Although I've blogged about Me Before You before, I'll do a quick recap.  Funky fashionista Louisa lands a much-needed job as the caretaker of Will Traynor, a once unstoppable captain of industry who suffers an accident that leaves him wheelchair-bound.  Will's family owns a castle (this being England), setting the stage for the whole royalty-servant thing that inevitably unravels.  After the proverbial rocky start, Louisa and Will become friends, each teaching the other to come out of his/her shell.  Friendship ripens into love, turning things around for both -- until Will decides to end his life, leaving Louisa bereft and heartbroken.  Last summer, the movie version hit theaters.  I was unexpectedly surprised to find that Emilia Clarke and Sam Claflin looked and acted almost exactly like the characters in the novel.  I don't have to tell you how rare this is.  How many times have you read a great book only to see the movie and think, "That's not how he/she sounds/looks/acts/balances a cheesecake on his/her head."  The movie plot also does the novel justice, as it's nearly identical save for a sliver of Louisa's backstory that was cut out, I can only imagine, in the interest of time.

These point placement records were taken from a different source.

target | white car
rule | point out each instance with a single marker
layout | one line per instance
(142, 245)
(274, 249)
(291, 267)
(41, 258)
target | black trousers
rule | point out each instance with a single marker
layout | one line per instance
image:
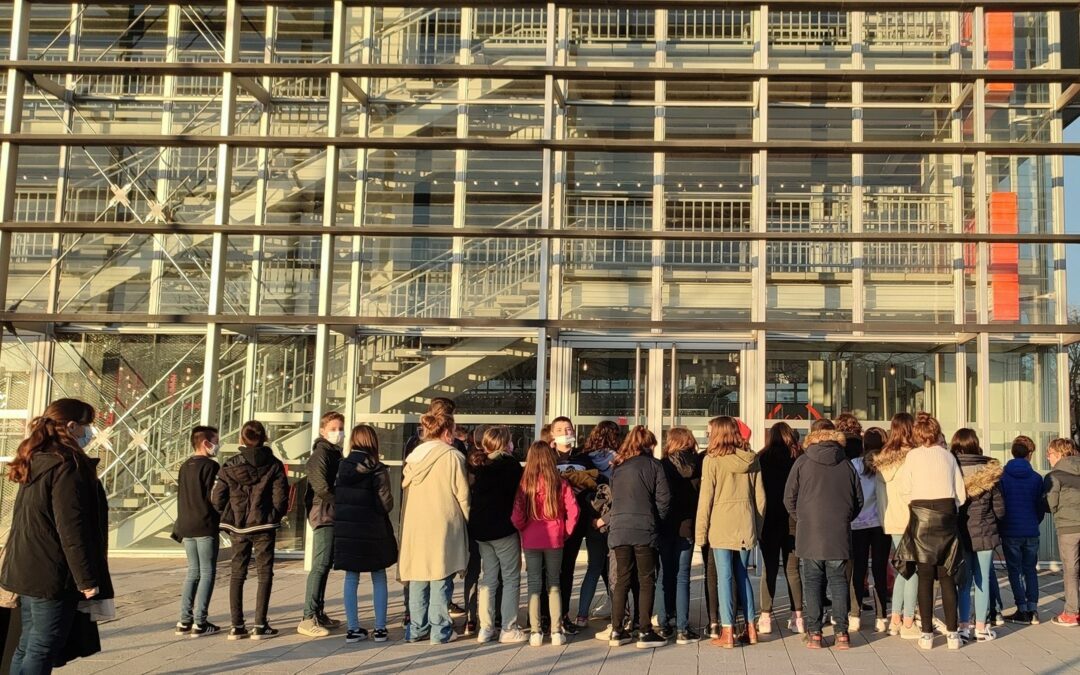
(261, 545)
(631, 562)
(869, 548)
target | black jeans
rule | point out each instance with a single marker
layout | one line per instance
(778, 549)
(869, 548)
(639, 562)
(927, 575)
(243, 545)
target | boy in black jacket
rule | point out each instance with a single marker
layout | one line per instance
(197, 523)
(322, 472)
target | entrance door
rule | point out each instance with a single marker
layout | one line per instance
(659, 385)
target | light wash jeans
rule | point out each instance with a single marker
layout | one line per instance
(500, 555)
(379, 598)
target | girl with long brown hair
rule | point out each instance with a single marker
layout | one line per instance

So, when I learned that author JoJo Moyes had written a sequel, After You, I was filled with anticipation and dread.  On the one hand, I wanted to accompany Lou on more adventures.  On the other, I was concerned that her inevitable acceptance of Will's death would only annoy me, cheapening the bond that was so beautifully illustrated between them in Me Before You.  After all, that book seemed like one of those Wuthering Heights/Bridges of Madison County type love stories that should burn on in memory but never, ever be revisited.  (I'd include Love Story in this list if it weren't for the blasphemous Oliver's Story, which I have not, to this day, been able to read).  As it turns out, I needn't have worried.  As Moyes herself hints in the Reader's Discussion at the back of the book, After You isn't really a romance.  It's a story of growth and self discovery.  In other words, the very things that many consider to be the antithesis of the white knight genre.

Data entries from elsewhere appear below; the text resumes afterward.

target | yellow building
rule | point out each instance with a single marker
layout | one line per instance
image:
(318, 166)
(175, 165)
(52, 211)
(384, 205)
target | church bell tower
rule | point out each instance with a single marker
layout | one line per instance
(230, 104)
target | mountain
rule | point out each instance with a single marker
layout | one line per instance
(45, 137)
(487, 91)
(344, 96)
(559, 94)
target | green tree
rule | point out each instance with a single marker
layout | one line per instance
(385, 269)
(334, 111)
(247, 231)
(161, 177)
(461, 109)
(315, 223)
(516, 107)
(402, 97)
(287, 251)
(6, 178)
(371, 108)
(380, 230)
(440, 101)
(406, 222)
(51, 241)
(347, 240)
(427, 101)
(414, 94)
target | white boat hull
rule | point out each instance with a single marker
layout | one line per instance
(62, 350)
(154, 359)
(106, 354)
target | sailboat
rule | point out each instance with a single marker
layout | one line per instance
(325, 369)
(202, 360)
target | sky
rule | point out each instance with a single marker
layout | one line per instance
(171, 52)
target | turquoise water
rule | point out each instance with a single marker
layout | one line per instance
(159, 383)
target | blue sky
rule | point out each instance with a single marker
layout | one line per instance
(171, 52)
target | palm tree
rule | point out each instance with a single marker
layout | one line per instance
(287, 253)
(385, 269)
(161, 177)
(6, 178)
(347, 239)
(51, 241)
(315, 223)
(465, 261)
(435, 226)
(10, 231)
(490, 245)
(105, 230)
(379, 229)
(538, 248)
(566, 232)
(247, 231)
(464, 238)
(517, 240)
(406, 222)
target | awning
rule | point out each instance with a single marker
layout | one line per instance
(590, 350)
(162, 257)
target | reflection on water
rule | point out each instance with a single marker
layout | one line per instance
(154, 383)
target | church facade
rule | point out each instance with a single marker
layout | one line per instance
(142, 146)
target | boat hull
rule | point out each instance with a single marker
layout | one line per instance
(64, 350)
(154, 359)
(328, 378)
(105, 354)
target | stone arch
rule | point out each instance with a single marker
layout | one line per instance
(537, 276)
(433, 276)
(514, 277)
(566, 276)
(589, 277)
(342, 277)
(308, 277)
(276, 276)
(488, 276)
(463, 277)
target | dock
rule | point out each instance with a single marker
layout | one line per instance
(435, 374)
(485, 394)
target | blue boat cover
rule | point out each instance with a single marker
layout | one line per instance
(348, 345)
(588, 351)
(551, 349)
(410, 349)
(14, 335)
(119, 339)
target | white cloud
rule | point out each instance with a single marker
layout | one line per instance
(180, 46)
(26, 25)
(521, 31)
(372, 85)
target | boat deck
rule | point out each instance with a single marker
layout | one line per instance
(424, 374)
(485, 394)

After You begins with Louisa in a very dark place.  I won't give away too much (feeling a modicum of responsibility to the anti-spoiler alert gods).  I'll just say that she meets a hunky yet sensitive EMT and that they have a real "Gift of the Magi" thing going, only with much more at stake than hair and pocket watches.  Louisa muddles through the minefield of this new relationship as well as Clark family drama, the indignities of her job as an Irish barmaid, and a surprise from Will's past.  It's enough to make anyone run to a support group (which Louisa does, albeit reluctantly).  I've read a lot of novels penned on the other side of the pond and have come to this conclusion: Brits are equal parts charming and dreary.  It's a mix that's strangely compelling, an elixir of introspection and snark tied up in pretty ribbons that always speaks to me.  Ensconced at the crossroads of throwback and modern, this one isn't just a cozy yet class-driven drama; it's an account of one woman's attempt to find her place in the world.    

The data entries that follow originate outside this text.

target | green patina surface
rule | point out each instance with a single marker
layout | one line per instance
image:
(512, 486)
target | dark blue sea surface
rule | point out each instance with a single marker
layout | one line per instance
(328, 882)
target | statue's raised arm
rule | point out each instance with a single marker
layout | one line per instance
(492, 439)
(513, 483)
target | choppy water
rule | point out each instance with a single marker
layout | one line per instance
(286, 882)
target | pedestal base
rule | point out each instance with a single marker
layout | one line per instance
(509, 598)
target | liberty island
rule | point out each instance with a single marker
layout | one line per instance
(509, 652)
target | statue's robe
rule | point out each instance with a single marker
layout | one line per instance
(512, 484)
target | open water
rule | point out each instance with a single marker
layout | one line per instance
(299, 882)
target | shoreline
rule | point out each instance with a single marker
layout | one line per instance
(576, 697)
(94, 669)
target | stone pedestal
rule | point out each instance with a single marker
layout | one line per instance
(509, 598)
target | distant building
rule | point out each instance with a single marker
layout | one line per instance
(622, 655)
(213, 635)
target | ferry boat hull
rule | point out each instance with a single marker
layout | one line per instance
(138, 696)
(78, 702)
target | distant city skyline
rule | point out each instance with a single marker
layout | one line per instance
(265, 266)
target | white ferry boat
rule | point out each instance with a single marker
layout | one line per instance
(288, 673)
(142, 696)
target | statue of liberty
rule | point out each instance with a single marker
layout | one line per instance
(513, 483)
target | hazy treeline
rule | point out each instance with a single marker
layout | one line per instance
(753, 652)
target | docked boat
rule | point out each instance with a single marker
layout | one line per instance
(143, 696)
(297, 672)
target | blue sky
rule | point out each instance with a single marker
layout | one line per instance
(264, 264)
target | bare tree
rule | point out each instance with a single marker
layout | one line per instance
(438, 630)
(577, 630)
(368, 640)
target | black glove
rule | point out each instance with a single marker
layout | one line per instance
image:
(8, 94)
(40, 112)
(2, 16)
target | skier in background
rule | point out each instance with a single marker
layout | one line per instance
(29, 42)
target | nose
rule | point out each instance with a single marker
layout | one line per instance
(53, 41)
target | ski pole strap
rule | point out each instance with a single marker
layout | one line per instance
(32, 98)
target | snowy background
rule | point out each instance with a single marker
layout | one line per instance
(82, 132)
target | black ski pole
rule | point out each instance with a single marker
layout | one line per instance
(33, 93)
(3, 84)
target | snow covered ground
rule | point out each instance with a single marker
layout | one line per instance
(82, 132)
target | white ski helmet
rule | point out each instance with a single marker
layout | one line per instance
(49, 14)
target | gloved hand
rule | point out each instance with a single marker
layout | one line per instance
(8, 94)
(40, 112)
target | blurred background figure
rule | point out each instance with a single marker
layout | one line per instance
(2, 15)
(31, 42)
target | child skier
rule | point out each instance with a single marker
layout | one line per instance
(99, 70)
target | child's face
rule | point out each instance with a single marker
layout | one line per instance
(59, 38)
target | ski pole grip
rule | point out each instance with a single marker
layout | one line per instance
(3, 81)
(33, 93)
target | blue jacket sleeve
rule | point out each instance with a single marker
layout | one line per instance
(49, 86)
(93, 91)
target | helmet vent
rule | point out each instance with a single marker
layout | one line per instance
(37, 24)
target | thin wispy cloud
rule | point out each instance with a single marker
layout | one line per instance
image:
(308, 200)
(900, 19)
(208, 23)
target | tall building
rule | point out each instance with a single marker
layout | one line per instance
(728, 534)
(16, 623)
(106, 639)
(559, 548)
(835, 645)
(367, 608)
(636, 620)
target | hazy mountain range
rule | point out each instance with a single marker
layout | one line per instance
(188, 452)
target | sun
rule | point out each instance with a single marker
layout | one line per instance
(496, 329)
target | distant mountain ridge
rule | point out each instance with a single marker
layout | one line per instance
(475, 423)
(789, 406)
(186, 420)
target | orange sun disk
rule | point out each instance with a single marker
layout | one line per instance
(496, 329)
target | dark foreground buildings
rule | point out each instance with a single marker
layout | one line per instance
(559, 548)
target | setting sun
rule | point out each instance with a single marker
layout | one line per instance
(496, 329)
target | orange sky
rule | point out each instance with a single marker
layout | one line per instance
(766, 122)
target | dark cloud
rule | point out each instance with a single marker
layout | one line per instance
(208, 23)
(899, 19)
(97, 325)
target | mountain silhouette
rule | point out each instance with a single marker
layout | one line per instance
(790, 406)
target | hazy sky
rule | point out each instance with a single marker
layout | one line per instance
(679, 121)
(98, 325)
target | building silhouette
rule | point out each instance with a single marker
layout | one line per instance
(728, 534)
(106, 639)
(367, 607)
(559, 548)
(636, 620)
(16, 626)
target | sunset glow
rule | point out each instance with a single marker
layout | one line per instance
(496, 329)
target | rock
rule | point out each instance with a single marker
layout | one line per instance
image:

There's bound to be a follow-up installment (JoJo hints so herself!), rounding out this beloved duo into a trilogy.  I hope that Louisa finally gets to work in fashion, a long-deferred dream that appears as a strong yet unexplored undercurrent coursing below the more dramatic plot lines in the first two stories.  I think there's a chance that she might, especially because After You ends with her shifting her focus from taking care of others to taking care of herself.  Never mind that her (and I'm breaking my spoiler alert rule here, so all persnickety and/or fainthearted readers, please avert your eyes) opportunity of a lifetime comes in the form of yet another caretaker job with an affluent family.  In a way, though, I think this is a fitting setup for a finale, a kind of bookend, throw-your-beret-into-the-air sendoff into Louisa's future.  That said, at the end of After You, Lou's relationship with Sam seems uncertain.  But it's a good, romantic un-romance novel kind of uncertain.  For, as Entertainment Weekly sagely tells us, "After You may not be the sequel you expect, but it is the sequel you needed." 

I think that deserves a pair of pompom-adorned socks, don't you?